A **regular expression** is used in computer software to define a sequence of characters.^{[1]}

In general, any character will match itself, but there are a dozen special characters, including the escape character.

To match any of 2 or more characters, enclose them in square brackets. For example,

gr[ae]y

will match *gray* or *grey*.

A regular expression is matched from left to right and is processed one token at a time. Certain characters have special meanings within the description of a regular language:

- '*' - the previous construction is matched 0 or more times
- '+' - the previous construction is matched 1 or more times
- '?' - the previous construction is matched 0 or 1 times
- '(...)' - the contents between the parentheses is considered a single construction
- '...|...' - the construction on the left of the '|' may be matched or the construction on the right of the '|' may be matched.
- '[...]' - match one of the characters contained within the square braces.
- '.' - match any single character
- '^' - beginning of a string
- '$' - end of a string

There also exists a wide range of special character classes distinguished with a backslash (a small list):

- '\\' - a literal backslash
- '\.' - a literal period

Regular expressions have also been extended by many languages, some of which extend them to the point where they are able to match a wider range of languages than is specified by a regular language.

## Examples

- /Mrs?\. Smith/ - matches 'Mr. Smith', 'Mrs. Smith'
- /^a*b*$/ - matches 'a', 'ab', 'b', 'aaaab', 'abbbbb', 'aaabbb',
- /[1-9][0-9]*(\.0|([1-9][0-9]*))+/ - matches version numbers: 1, 1.0, 2.3, 103.4, 42.5.6.8.9, 7.0.8.9

## Formal definition and Limitations

A **regular expression** is particular instance of a non-deterministic finite state automaton. Regular expressions are a type-3 grammar in the Chomsky hierarchy of language.

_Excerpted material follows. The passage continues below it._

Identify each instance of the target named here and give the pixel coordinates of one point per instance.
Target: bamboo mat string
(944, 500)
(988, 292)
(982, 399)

A regular expression is not able to count. This is because there is a finite number of states. Consider the language that is specified by a^{n}ba^{n}. Examples of this language include b, aba, aabaa, aaabaaa, etc... A regular expression - being a finite state automaton itself - has a finite number of states that it can be in. If there a point at which the state loops back on itself it is no longer able to match that language.